This opportunity arises from cross-laminated timber, or CLT. First introduced in the 1990s, it enables architects and engineers to design tall, fire-safe, and beautiful wood buildings. Recent examples in the United States include the seven-story T3 building in Minneapolis, the eight-story Carbon12 building in Portland, Oregon, and a six-story dormitory at Rhode Island School of Design in Providence. In Canada, Norway, Sweden, England, and Australia, even taller wooden buildings are already in use. The Mjosa tower in Brumunddal, Norway, is only 25 feet shorter than the Statue of Liberty.
Private industry is gearing up to provide engineered wood for more tall wood buildings here in the United States. This year a highly automated, large CLT plant opened in Washington state. Recently, the first ever CLT plant in New England was announced in Maine.
The energy embodied in the materials for new buildings around the world — mostly steel and concrete — accounts for 11 percent of global carbon emissions. Typically, coal is used to heat these materials to temperatures over 2,500 degrees Fahrenheit in the manufacturing process.
Wood, in contrast, is forged from sunlight. A study by scientists from Yale University and the University of Washington showed that expanding wood construction while limiting global harvesting to no more than the annual growth could produce a combination of emissions reduction and carbon sequestration equivalent to eliminating construction emissions altogether. This could take a big bite out of the carbon problem, roughly equivalent to the present contribution from all types of renewable energy.
One study conducted by researchers in British Columbia found that building a five-story office building with wood had less than a third of the global warming impact when compared with a steel and concrete building of the same size. Beyond taking less energy to produce, wood buildings store carbon that otherwise would have returned to the atmosphere as those trees died and began to decay. The wooden structure of the new 18-story Brock Commons dormitory at the University of British Columbia in Vancouver, for example, stores 1,753 metric tons of carbon dioxide. That carbon will be locked up for decades, if not a century or more, until the building is torn down, and if the wood is subsequently reused, perhaps even longer.
Additional benefits come from the fact that these new wood technologies make it affordable to construct mid-rise housing of 6 to 12 stories. Conventional wood framing is limited to five stories by building codes, or six stories if a concrete first floor is included. The high cost of materials and construction — for example, renting a tower crane and hiring someone to operate it — usually pushes developers working to construct steel and concrete housing to design and build structures of more than 12 stories to provide a suitable return on investment.
Transportation hubs in the inner suburbs of cities in the United States are often surrounded by multifamily housing of only five or six stories. With CLT, those buildings could be taller, creating more housing close to trains, subways and buses, and a more compact urban development pattern. That would save forests on the urban fringe from being cut to make way for more housing, and cut emissions and congestion on highways. Taller mid-rise wood buildings would also help lower the cost of housing by increasing supply.
To stabilize climate and support the wood building revolution, we need to stop the conversion of forests to other uses — whether to pastures in the Amazon or to shopping malls, houses, and solar arrays near Amherst, Massachusetts.

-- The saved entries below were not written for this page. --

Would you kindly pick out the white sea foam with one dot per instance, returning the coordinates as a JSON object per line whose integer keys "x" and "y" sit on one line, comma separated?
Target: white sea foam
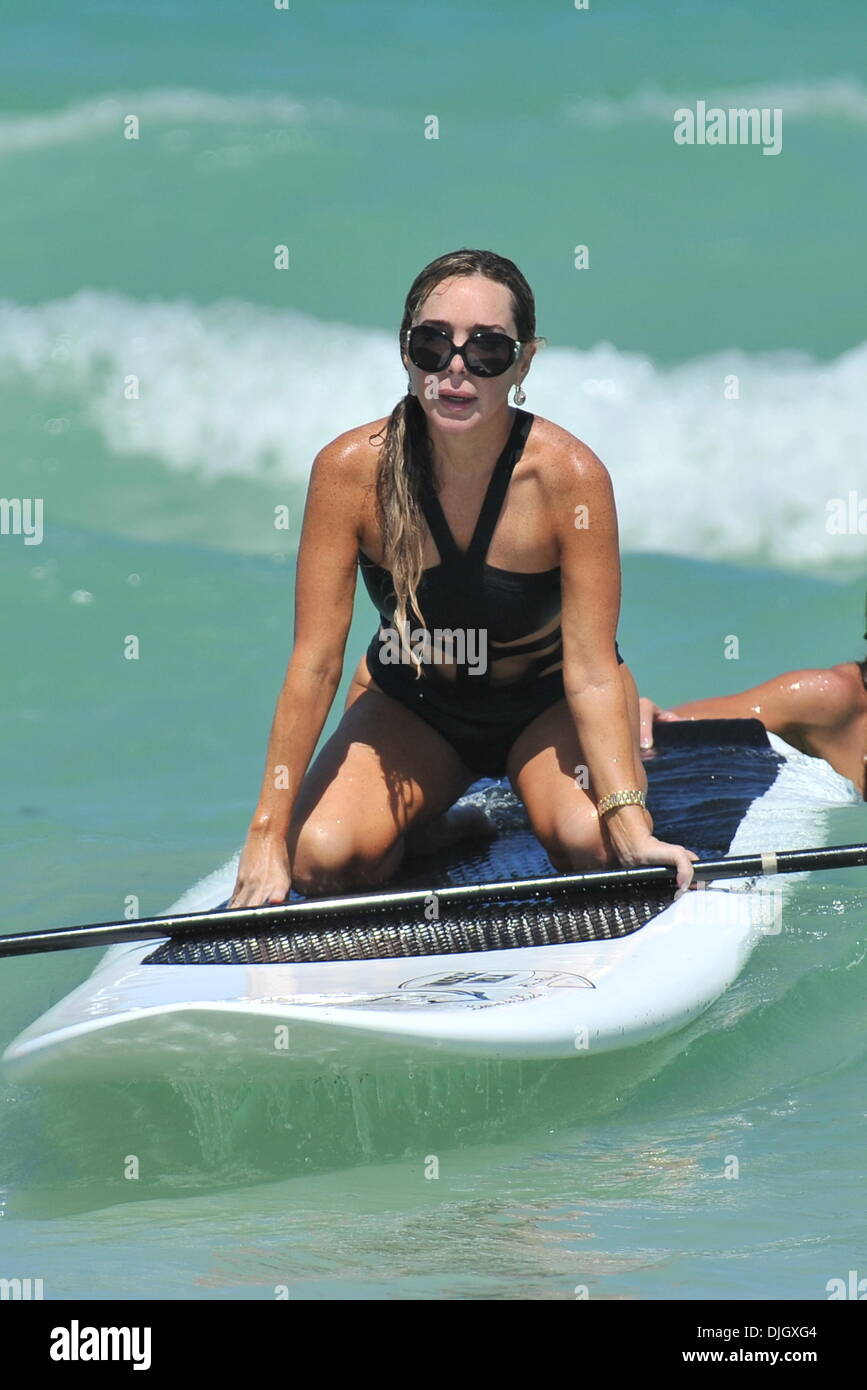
{"x": 841, "y": 99}
{"x": 235, "y": 389}
{"x": 171, "y": 107}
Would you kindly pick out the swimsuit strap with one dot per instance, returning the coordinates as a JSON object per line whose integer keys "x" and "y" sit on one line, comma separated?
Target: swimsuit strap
{"x": 492, "y": 503}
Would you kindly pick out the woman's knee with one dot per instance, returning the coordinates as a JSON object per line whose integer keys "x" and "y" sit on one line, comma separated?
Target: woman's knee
{"x": 331, "y": 856}
{"x": 575, "y": 843}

When forests are cleared for housing or other land uses, the carbon stored in the forest is typically released to the atmosphere, and the ability of the forest to capture future carbon is lost.
The Harvard Forest and Highstead Foundation are leading an effort to stop the land clearing for development that destroyed over 850,000 acres of forest between 1990 and 2010 and will consume 1.2 million more acres by 2060 absent a new approach. Harvard Forest’s Wildlands and Woodlands vision calls for conserving at least 90 percent of the remaining forests of New England, setting aside 10 percent as wild reserves where no trees are harvested. Retaining 90 percent of New England’s forests not only will help prevent climate change but also will provide about $700 million per year in improved human health and agricultural productivity and will sustain 30,000 jobs— and even more as new urban wood buildings come into their own.
A study by scientists from Harvard Forest and the Smithsonian Institution examined the carbon consequences of exemplary management to forests in Massachusetts. The results showed we could double production of wood while maintaining wildlife habitat, clean air and water, forest carbon, and recreation. In the heavily harvested industrial forest lands of Northern New England, there is even more potential for a greater carbon sequestration. The New England Forestry Foundation estimates that with exemplary management, these forests could absorb hundreds of millions of tons of carbon, removing as much carbon from the atmosphere as would be released by all seven million cars in New England for 20 years.
Forest ecosystems and wood buildings can be our most important climate allies. We should minimize the conversion of forests, enable more wood construction, and incentivize private landowners to improve their stewardship. Policies to achieve these goals should include greater state and local bonding to amplify the impact of private land conservation funding. Incentives that encourage the construction of wood buildings that are drawn from forests with outstanding management are key to our climate future and the future of the forest.
These policies will produce more carbon standing in beautiful, productive forests, which also provide the raw materials for equally beautiful, affordable cities to store even more carbon. This effort could unite rural and urban citizens toward shared goals — a livable climate, a viable economy, and a vibrant, living landscape.